Yesterday was hotter than I thought it was.

When I came home from work yesterday--yes, I was working on Labour Day; we had an exhibition launch at the gallery--the studio room where I house my computers and book library was like a greenhouse.

This has happened before of course and I've never had problems with my two computers overheating or anything like that before. The only things overheating were the puny humans inside.

I'm lucky the PowerMac has smart internal fans that rev up when they sense the CPU is above a certain temperature, usually 60˚c. With the Windows PC, I wasn't all that concerned about it overheating either because the huge noisy internal fans are blasting away all the time anyway.

And yet a strange thing happened yesterday. I had some extra time on my hands yesterday, so I took it upon myself to install the new SP3 update for Windows XP on the PC. The install went smoothly. And then it asked for a reboot. One reboot later, and Windows booted up into SP3, with no visible issues. Or so I thought.

As I was confirming that SP3 was properly installed, the internal speaker suddenly gave out a siren call and the computer shut itself down.

Uh oh.

My first diagnosis was that SP3 fucked up my system. Okay, no biggie, I guess I'd have to reinstall Windows and NOT install SP3 (thanks for nothing Microsoft!). But even when I tried to boot into the Windows Setup CD, the same thing happened. The siren call, then pop, the computer shuts off.

So a few hours later and after many head-scratchings I finally thought of checking the BIOS settings for the PC Health status...and there I saw the CPU temperature was at 90+˚c!!! Yikes. No wonder the computer was shutting down. Something was wrong with the computer's cooling system, so I had to unplug everything and open up the computer to check its innards.

An initial glance saw that all fans were properly working. A more thorough check finally revealed the problem. The CPU heatsink (it was VERY VERY hot, by the way), was not covered, but totally caked and enveloped with dust.

For the benefit of people who don't know what a heatsink is, here's a picture of something similar that's in my PC:


Okay, so you see those grooves in the shiny metal part right? Those are the fins of the heatsink. Air is supposed to travel through those fins to cool the heatsink, which in turn, will cool, the CPU which sits below the heatsink. So like I was saying, my particular heatsink didn't just have dust covering it, the space between the fins were practically filled with dust; there was no space in between them. And when there's no space for the air to move between them, the heatsink doesn't cool, and the CPU doesn't cool either.

I wish I could have taken a picture of the dust. But I was too busy dusting and coughing from the huge amounts of dust clouds being thrown about. I have never seen dust packed in that tight before.

I've cleaned it out now, so the CPU should run okay even during the hottest temperatures in the studio. At least until the next time the heatsink traps that much dust. Which will probably be in the next four years's time.

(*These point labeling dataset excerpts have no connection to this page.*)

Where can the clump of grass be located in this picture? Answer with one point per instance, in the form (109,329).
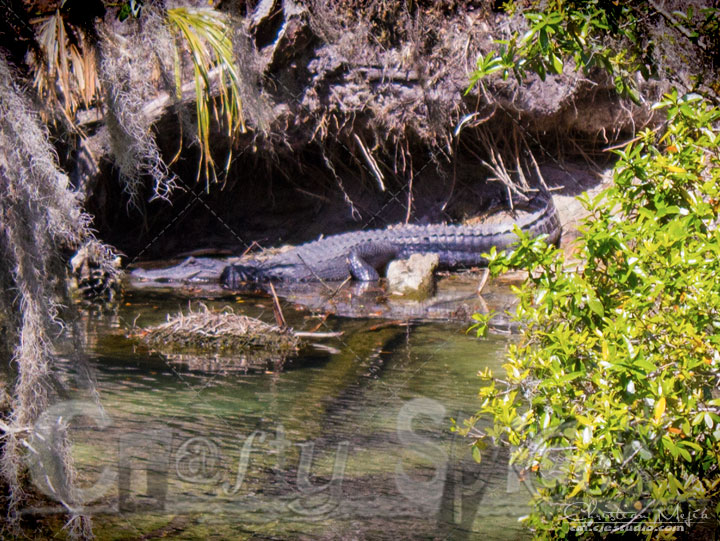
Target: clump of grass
(127,87)
(207,33)
(207,330)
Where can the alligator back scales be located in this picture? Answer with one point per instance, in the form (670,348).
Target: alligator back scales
(360,254)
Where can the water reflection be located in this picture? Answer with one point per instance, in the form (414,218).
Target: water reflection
(348,440)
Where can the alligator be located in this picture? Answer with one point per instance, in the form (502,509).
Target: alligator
(361,254)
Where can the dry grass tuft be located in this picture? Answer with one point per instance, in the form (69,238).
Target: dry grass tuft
(207,330)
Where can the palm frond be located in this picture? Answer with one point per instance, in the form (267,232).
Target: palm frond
(66,74)
(207,35)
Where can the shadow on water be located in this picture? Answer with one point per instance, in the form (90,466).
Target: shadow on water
(348,440)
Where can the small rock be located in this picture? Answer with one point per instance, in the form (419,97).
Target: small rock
(414,276)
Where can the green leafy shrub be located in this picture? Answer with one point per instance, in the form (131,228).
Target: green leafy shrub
(612,395)
(577,30)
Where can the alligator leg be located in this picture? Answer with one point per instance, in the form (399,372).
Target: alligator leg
(360,269)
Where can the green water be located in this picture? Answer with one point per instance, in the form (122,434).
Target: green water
(349,440)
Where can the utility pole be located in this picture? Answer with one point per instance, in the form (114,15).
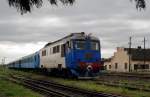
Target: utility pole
(144,50)
(130,43)
(3,60)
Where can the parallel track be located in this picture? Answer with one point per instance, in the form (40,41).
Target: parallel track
(59,90)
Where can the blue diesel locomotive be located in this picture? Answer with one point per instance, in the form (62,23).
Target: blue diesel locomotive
(77,54)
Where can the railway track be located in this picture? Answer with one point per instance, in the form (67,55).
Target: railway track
(52,89)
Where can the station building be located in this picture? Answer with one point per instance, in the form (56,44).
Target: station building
(138,58)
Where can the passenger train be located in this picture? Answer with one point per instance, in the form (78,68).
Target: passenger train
(77,55)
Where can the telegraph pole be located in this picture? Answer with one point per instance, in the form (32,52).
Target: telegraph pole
(3,60)
(130,43)
(144,50)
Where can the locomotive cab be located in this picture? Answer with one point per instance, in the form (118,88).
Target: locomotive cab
(83,57)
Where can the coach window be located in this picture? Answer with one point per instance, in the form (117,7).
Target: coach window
(116,65)
(125,65)
(44,53)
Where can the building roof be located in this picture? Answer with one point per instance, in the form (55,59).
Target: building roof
(139,54)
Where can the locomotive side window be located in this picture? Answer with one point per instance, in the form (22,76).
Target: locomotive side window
(56,49)
(94,45)
(81,45)
(44,53)
(63,51)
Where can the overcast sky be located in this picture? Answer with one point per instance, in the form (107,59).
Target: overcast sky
(113,21)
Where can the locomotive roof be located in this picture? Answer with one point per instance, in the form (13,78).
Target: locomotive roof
(81,35)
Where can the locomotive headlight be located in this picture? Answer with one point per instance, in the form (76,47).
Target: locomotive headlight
(89,68)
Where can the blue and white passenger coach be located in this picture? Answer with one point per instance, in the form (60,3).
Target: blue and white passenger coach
(76,55)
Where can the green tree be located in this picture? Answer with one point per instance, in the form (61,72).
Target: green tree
(25,6)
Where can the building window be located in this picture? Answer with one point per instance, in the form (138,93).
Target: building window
(44,53)
(109,66)
(125,65)
(116,65)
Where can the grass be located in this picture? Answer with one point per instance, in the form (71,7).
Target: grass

Right now my main worry is when the same will happen to the PowerMac. It's a little harder disassembling the PowerMac internal fans. Hopefully that won't happen for a while yet at least.

So in the end, it had nothing to do with the SP3 install and so it's not Microsoft's fault for ruining my PC. Hurray!

Comments

  1. My guess is ur using AMD processor? Because back in my days when i used to tweaking around with computers, i often come across this problem. All of them were AMD's based processor. But that is 3 or 4 years ago...

    ReplyDelete
  2. That is indeed so! It's an aging Sempron processor from 2004. I've always known them to run hot but I made the fallacy of believing it couldn't happen to me. Ah well, at least no loss of limbs or property occured!